Sur les usages, la standardisation post-quantique du NIST transforme déjà la cryptographie en chantier d’industrialisation, pendant que les agences poussent des calendriers de migration, comme le NCSC. Les prochains mois devraient donc se jouer sur des preuves « dures » : stabilité des qubits logiques, décodage temps réel, intégration outillée dans des pipelines HPC, et surtout des cas d’usage démontrables en chimie computationnelle et optimisation où la valeur ne dépend pas d’une promesse, mais d’un gain mesuré.

VE made in China : après le précédent Volkswagen, la guerre des exemptions commence

Depuis l’entrée en vigueur, fin octobre 2024, de surtaxes compensatoires pouvant atteindre 35,3 % sur les véhicules électriques fabriqués en Chine, Bruxelles a ouvert en janvier 2026 une voie de sortie : des engagements de prix minimum en substitution des droits de douane. Le Cupra Tavascan est devenu le premier modèle à en bénéficier en février, contre engagement de prix plancher et de quota d’importation – faisant immédiatement jurisprudence. La Chambre de commerce chinoise auprès de l’UE a aussitôt annoncé que ses membres préparaient leurs propres dossiers d’exemption, menaçant de créer une fiscalité à deux vitesses sur le marché européen. L’instruction de ces demandes par la Commission dans les prochaines semaines, conjuguée au risque de représailles chinoises via l’OMC, conditionnera directement les prix, les volumes et les stratégies de localisation industrielle en Europe pour les cinq ans à venir.

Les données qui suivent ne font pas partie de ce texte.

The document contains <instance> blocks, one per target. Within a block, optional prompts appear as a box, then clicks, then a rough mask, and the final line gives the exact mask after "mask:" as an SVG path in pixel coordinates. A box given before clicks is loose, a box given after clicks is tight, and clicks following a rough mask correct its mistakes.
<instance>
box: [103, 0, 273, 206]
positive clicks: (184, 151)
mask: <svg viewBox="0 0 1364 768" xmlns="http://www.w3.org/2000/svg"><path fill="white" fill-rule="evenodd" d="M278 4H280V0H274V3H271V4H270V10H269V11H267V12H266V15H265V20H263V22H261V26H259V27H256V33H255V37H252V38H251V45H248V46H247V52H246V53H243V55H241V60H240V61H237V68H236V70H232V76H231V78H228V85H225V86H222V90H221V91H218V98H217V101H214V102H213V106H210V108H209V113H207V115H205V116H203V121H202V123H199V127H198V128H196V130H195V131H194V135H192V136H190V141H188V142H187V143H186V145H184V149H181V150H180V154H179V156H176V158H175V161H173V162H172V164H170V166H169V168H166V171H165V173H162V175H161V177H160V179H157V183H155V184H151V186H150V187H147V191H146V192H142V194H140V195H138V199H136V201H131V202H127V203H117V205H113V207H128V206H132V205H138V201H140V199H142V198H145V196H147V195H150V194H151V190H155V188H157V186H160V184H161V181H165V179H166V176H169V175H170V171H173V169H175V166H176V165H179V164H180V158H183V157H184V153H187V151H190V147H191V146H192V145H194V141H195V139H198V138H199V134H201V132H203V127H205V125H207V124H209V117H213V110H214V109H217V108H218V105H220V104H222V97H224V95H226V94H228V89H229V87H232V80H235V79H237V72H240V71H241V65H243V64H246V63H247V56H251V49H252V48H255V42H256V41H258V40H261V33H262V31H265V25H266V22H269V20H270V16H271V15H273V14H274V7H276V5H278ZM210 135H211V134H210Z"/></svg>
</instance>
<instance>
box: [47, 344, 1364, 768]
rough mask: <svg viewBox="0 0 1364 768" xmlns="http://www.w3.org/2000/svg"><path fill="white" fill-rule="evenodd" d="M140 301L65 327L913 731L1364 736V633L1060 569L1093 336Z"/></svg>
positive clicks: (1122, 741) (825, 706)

Sidérurgie européenne : entre surcapacités chinoises et droits de douane américains, l’étau se resserre avant l’été 2026

La sidérurgie et l’aluminium européens se retrouvent dans une situation d’exception durable. Délibérément exclus de l’accord de Turnberry signé le 27 juillet 2025, ils restent soumis à un droit sectoriel de 50 % fondé sur la section 232 du Trade Expansion Act, lequel a survécu intact à l’annulation par la Cour suprême des tarifs IEEPA en février 2026, les deux fondements juridiques étant distincts. Pour les exportateurs européens, le manque à gagner est considérable : les États-Unis absorbaient 8 milliards d’euros de produits sidérurgiques européens en 2024, et le taux d’utilisation des aciéries du continent stagne à 58-67 %, un niveau jugé intenable par Eurofer. La situation est aggravée par l’effondrement de la production primaire d’aluminium, dont 50 % de la capacité européenne est hors service depuis 2021. Sur le front commercial, Bruxelles joue une carte symétrique : la Commission a proposé en octobre 2025 de doubler ses propres droits de douane sur l’acier à 50 % et de réduire de moitié les quotas d’importation, en partie pour disposer d’un levier de négociation avec Washington. La date butoir se précise : la clause de sauvegarde en vigueur depuis 2019 expire en juin 2026, et les contre-mesures européennes sont suspendues jusqu’au 6 août 2026 : une fenêtre étroite dans laquelle les deux parties devront soit boucler un accord sur les contingents tarifaires, soit s’exposer à une nouvelle escalade dont ni l’industrie automobile, ni la mécanique, ni la construction ne peuvent absorber le choc.